How should the reentry problem faced by exoffenders be addressed? There is no definitive “reintegration model” ensuring that ex-offenders will be successful on their reentry and subsequent adaptation to society in their release from confinement. However, an” ideal “system may be conceived and designed if we as a society are truly interested in the reintegration of ex-offenders as citizens, with all of the rights and responsibilities that this status entails. This ideal model requires that ex-offenders be provided with more substantial services and long-term assistance, as well as help in the removal of the stigma they face, in order to enhance their attempt to conform to society and not merely to survive but thrive on their release from prison. In particular, the components of a reintegration model must aid the transition of ex-offenders back into communities as both law-abiding and productive citizens. A seamless system for the reentry of offenders consisting of a continuity of care approach is essential to the success of the reintegration process.

The ideal model includes four stages: prison-based rehabilitation, transitional services, community aftercare, and postsupervision certification as “normal,” with the restoration of all rights as citizens returned to the ex-offender. Significantly, without completion of the last stage, in which ex-offenders are publicly recognized as normal citizens, the entire concept of reintegration is essentially a misnomer.

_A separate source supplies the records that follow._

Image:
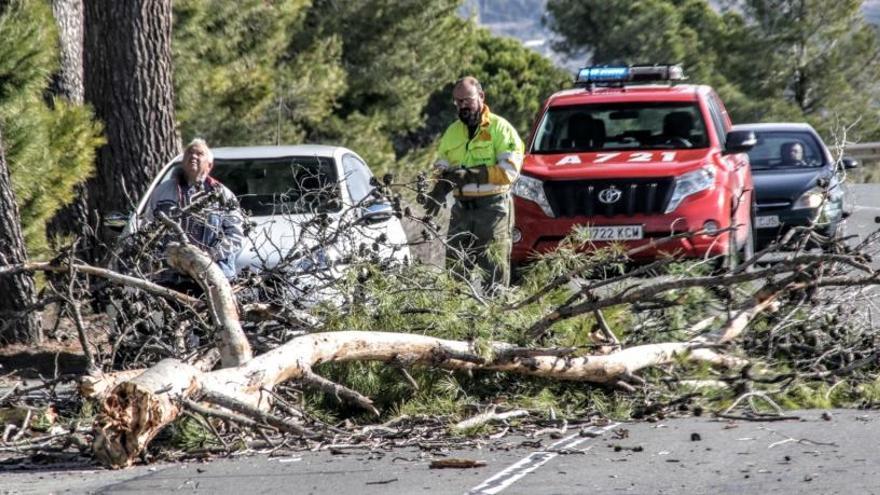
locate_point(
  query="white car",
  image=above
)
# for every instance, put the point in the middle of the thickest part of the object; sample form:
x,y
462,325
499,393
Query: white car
x,y
284,190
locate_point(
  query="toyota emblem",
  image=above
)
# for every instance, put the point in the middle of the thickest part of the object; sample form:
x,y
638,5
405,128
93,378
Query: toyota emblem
x,y
610,195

Prison-Based Rehabilitation and Transitional Services

A unique opportunity exists while prisoners are incarcerated to invest resources in rehabilitative programs that will help to reduce recidivism. Despite the lingering effect of Martinson's (1974) important essay asserting that “nothing works” in the rehabilitation of offenders, in recent years the evidence has been mounting that effective interventions can have a significant impact on enhancing the social functioning of offenders on release and thus reduce recidivism. Consequently, a significant portion and overriding purpose of programmatic activities for incarcerated offenders should be the preparation of prisoners for reentry into society. For this to occur, a serious assessment of the client's needs must take place early in his or her imprisonment and then a long-term commitment must be made toward the implementation of the individual treatment plan that is constructed.

The services provided to offenders while confined need to set the stage for the aftercare that is to follow in the community. According to Altschuler, Armstrong, and MacKenzie (1999: 11), “Institutional services need to be geared to the services, opportunities, and challenges that exist in the community to which the juvenile (or adult offender) will return.” In order to enhance the long-term impact of institutional programming, a holistic program of rehabilitation must address the needs of prisoners for successful reentry, such as the maintenance of family ties, alcohol and/or drug treatment, education, vocational and work ethics training, job readiness, treatment for mental illness, and cognitive skills development. These types of programs exist separately in many locations today, but a commitment is needed to strengthen them, to use them in interaction with one another, and to link them to programs in the transitional and aftercare stages of offenders' reintegration to specific communities. For this holistic approach to become entrenched, it may be necessary to hold the prison administrators responsible not only for lowering incidences of misbehavior within prisons but also for increasing the number of offenders who earn General Equivalency Diplomas (GEDs) and college degrees, as well as the number and quality of programs offered to address alcohol/drug addiction, psychological problems, and cognitive skills development.